11. The next contention raised by Mr. Sastri is in regard to the rehabilitation allowed by the Tribunal in respect of the second hand machinery purchased by Lotus Mills Ltd., one of the appellants before us. The Tribunal thought that in the case of old machinery purchased, only half the claim for rehabilitation should normally be allowed and it added that whether more or less should be allowed would depend upon the age of the machinery at the time of the purchase. Then it considered the evidence in respect of items I to M as disclosed in the rehabilitation statement Exhibit M. 47(B) furnished by the Lotus Mills Ltd. It appears that the items of machinery in question had all been purchased prior to 1910 and so, the Tribunal fixed the rehabilitation at 30%. In dealing with this question, however, the Tribunal has observed that full rehabilitation requirement cannot be allowed in respect of second hand machinery without the depreciation being deducted from out of the total requirement. Acting on this basis, the amount has been fixed at 30%. Mr. Sastri contends that if the Tribunal proceeded on the basis that second hand machinery must be replaced only by second hand machinery. It was obviously wrong. We think this contention is well founded. It no doubt appears that in the case of Associated Industries Ltd., and Its Workmen : (1958)IILLJ138Bom the Industrial Tribunal has observed that in the case of second hand machinery it would be reasonable that the employer should meet half the cost of the rehabilitation of the plant from other sources, either by increasing its share capital, or from other reserves that may have accumulated in the course of years. Indeed, it is on this decision that the Tribunal has founded its decision in dealing with the question about the second hand machinery purchased by the Lotus Mills Ltd. in 1910.

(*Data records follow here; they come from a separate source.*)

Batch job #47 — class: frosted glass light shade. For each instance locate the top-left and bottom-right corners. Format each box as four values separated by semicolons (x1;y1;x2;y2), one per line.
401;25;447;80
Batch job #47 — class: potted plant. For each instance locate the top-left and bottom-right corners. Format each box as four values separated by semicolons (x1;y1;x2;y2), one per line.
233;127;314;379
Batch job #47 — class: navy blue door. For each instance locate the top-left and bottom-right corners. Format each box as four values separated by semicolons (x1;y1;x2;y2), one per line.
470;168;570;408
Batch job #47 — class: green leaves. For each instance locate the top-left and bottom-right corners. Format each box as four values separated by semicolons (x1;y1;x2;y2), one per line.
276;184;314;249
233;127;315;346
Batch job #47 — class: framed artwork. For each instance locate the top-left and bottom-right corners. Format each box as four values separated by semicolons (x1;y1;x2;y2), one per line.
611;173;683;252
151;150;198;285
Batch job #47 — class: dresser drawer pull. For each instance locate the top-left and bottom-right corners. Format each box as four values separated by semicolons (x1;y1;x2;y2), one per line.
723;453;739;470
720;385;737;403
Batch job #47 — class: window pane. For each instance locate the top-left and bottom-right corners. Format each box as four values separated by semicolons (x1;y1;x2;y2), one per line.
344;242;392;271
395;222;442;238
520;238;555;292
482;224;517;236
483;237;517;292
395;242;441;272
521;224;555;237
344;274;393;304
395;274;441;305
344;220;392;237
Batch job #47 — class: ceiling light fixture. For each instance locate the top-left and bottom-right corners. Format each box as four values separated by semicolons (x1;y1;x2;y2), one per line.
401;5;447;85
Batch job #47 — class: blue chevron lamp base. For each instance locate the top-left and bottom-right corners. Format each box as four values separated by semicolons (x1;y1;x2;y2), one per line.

12. In our opinion, it would not be right to insist that an employer into purchases second hand machinery must rehabilitate it by purchasing second hand machinery in turn. That would be obviously unreasonable and unjust, for ought one knows second hand machinery may not be available. Besides, the employer is entitled to say that he wants to purchase new machinery by way of replacement. Therefore, if the Tribunal intended to lay down a general rule that in dealing with the question of the rehabilitation of a second hand machinery purchased by an employer only 50% of rehabilitation amount should be allowed, that would be erroneous. On the other hand, it is true that in determining the amount of rehabilitation and deciding the question of multiplier, the cost price of the machinery must be ascertained and this can be done only by enquiring for how much the machinery was originally purchased when new. Depreciation amount accruing due after the first purchase must also be ascertained. If the purchase money is determined but it is difficult to ascertain the depreciation amount thereafter, then at the highest the whole of the purchase money could be adopted as depreciation amount and then the amount of rehabilitation can be determined. Whatever relevant facts are required to be considered in dealing with this question must no doubt be ascertained. But if all relevant factors are ascertained, then it cannot be said that because rehabilitation is claimed in respect of second hand machinery, therefore only half or one-third of the amount should be allowed. In the present case, the relevant material about the original price and subsequent depreciation prior to the purchase by the appellant mills has not been adduced before the Tribunal and so, the Tribunal was justified in adopting some ad hoc basis. But grievance is made not so much against the particular ad hoc basis adopted by the Tribunal in the present case as against the general principle about which the Tribunal has made certain observations. As we have already made it clear, those observations do not correctly represent the true legal position in the matter.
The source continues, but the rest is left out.